The Deputy Prime Minister blamed the ongoing border debacle between states and territories as the reason for the trans-Tasman travel bubble still not being in place.

“The trans-Tasman bubble should have been open, like level 1, yesterday,” he said on Tuesday.

“All we need to do is to get the governments to agree.”

Speaking on Channel 7’s Sunrise program on Wednesday, Mr Peters said the travel bubble shouldn’t be halted by states considered as “slower movers”, but pointed to Victoria as a “bit of a worry”.

“Let’s not restrain the movement between our two countries based on the slowest state in Australia,” he said.

“The performance of Queensland, Northern Territory and, dare I say it, Tasmania, has been superior to New Zealand’s in many ways even though we’ve done surprisingly good.”

Last month, Tasmanian Premier Peter Gutwein pointed to the idea of opening a direct flight to New Zealand, which hasn’t been in place since the late 1990s.

“The discussions have been very positive and I have no doubt an Australian-New Zealand travel bubble will be established once international borders can be relaxed and I’m working hard to get Tasmania on that route,” Mr Gutwein told The Examiner.

NZ Prime Minister Jacinda Ardern poured cold water on a floated July 1 start for flights across the ditch, insisting a date had not been set for the travel bubble.

Ms Ardern said both countries would need to be in a comfortable position before flights could commence.

“At the moment we just need to make sure they’re (Australia) in a similar position to us in terms of how they’re tracking for cases,” she told The AM Show on Tuesday.

“We have to make sure that we feel that we are not losing any of our gains by making the decisions that we’re making – different (Australian) states are in different positions at the moment.

“We’re working on a framework at the moment that would help us not just with Australia, because we might need to make these decisions with other countries in the future.”

Ms Ardern said that preparation is key when opening the borders to another country, but noted her focus was on Australia and not the Pacific.
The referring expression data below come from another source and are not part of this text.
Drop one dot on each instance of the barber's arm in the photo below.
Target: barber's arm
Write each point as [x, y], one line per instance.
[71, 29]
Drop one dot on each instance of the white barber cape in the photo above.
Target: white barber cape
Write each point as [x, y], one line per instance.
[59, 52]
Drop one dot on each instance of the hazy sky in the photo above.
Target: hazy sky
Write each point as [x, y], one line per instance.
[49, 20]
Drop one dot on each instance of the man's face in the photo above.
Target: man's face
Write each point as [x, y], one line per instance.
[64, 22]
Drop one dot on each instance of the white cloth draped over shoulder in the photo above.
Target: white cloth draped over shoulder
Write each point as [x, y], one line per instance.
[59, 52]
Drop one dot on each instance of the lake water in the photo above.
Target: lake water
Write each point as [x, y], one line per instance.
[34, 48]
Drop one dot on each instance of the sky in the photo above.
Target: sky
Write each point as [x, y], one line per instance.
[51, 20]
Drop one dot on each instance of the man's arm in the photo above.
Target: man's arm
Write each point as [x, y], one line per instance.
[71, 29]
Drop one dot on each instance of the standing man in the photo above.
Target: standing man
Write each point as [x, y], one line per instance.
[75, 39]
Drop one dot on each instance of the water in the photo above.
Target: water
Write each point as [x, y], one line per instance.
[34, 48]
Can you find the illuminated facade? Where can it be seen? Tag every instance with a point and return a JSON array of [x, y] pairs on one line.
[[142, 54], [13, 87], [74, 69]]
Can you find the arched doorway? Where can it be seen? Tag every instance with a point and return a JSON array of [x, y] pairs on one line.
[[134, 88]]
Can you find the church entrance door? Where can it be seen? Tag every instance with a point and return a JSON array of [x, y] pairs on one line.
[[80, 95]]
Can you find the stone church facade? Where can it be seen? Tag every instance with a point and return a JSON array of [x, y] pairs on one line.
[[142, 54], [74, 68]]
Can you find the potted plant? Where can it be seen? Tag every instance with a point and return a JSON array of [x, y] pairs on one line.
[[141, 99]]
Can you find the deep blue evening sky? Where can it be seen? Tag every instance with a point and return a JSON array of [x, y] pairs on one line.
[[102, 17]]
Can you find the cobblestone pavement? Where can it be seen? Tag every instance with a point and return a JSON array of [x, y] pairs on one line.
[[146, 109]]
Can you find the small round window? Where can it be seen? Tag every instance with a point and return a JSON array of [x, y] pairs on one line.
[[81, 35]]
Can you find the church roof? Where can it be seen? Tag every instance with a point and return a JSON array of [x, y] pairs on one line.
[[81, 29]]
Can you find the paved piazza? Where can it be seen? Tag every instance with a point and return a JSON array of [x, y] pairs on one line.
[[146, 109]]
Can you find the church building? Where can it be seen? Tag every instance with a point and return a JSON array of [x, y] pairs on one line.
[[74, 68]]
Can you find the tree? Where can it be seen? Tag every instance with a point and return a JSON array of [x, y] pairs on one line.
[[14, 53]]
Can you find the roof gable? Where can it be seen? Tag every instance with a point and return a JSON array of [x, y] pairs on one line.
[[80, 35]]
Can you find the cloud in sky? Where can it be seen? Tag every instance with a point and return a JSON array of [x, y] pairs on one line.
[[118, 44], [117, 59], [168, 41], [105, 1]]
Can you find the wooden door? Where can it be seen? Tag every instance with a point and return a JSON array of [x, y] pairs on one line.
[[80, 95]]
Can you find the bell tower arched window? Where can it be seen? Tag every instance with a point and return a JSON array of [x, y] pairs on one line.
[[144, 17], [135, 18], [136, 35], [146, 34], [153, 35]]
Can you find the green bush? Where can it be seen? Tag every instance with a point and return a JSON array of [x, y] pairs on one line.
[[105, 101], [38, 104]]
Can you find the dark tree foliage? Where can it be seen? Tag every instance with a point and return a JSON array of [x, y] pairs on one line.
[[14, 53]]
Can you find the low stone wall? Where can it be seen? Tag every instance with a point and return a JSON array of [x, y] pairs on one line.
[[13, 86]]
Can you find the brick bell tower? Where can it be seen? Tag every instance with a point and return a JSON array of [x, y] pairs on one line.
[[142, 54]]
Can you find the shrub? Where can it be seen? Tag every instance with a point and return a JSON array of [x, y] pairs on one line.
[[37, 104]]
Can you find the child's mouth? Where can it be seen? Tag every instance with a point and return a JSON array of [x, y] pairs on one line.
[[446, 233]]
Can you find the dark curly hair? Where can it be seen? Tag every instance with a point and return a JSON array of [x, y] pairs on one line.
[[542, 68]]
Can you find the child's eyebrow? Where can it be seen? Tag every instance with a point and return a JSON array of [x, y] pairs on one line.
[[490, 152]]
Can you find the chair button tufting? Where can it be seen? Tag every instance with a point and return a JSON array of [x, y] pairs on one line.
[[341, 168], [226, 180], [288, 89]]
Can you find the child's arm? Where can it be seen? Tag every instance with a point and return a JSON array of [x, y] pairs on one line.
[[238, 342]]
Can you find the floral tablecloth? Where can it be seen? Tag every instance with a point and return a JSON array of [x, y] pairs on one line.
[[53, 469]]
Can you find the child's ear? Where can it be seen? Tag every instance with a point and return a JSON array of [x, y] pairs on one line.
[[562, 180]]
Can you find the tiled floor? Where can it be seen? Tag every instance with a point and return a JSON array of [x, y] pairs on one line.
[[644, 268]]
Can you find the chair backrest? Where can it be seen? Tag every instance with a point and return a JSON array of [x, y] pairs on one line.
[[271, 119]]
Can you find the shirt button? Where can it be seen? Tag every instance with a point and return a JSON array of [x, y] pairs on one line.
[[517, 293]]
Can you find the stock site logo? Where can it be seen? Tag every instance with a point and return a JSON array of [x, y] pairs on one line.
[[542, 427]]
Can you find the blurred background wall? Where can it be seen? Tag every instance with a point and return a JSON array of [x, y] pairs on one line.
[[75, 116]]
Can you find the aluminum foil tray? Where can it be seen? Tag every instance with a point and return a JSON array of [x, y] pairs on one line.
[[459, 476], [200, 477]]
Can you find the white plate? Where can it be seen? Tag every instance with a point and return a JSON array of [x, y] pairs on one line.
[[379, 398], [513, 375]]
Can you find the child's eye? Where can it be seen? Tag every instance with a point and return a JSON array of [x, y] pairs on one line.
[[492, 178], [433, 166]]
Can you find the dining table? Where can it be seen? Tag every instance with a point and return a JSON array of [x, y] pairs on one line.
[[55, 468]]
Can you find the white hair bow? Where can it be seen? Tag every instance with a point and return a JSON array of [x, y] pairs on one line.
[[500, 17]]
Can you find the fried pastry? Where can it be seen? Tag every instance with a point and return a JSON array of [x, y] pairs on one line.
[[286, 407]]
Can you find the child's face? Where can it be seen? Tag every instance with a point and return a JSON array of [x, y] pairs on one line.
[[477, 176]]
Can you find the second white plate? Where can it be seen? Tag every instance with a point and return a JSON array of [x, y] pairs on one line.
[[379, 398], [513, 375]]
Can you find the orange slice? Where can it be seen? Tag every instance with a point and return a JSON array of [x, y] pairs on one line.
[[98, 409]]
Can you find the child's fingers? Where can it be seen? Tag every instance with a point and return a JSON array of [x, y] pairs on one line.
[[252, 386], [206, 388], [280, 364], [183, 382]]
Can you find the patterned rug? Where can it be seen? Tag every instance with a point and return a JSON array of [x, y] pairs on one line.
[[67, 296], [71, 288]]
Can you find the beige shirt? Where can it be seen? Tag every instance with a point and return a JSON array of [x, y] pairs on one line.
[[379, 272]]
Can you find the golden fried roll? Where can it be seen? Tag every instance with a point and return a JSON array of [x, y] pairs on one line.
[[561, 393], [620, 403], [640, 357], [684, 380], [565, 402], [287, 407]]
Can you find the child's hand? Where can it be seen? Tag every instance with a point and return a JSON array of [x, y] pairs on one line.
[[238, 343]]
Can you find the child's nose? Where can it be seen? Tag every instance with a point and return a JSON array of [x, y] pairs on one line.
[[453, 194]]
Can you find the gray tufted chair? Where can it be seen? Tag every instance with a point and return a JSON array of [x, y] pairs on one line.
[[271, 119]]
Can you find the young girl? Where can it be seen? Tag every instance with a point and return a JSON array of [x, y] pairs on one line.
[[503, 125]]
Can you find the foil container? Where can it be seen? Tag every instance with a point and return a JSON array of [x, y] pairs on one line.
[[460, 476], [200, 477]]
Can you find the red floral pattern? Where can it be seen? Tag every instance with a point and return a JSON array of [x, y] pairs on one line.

“We have not put a timeline on it because it will come down to what the data and testing is telling us,” she said.

“We almost certainly will see cases here again, and I do want to say that again, we will almost certainly see cases here again, and that is not a sign that we have failed, it is a reality of this virus.

“But if and when that occurs we have to make sure, and we are, that we are prepared.”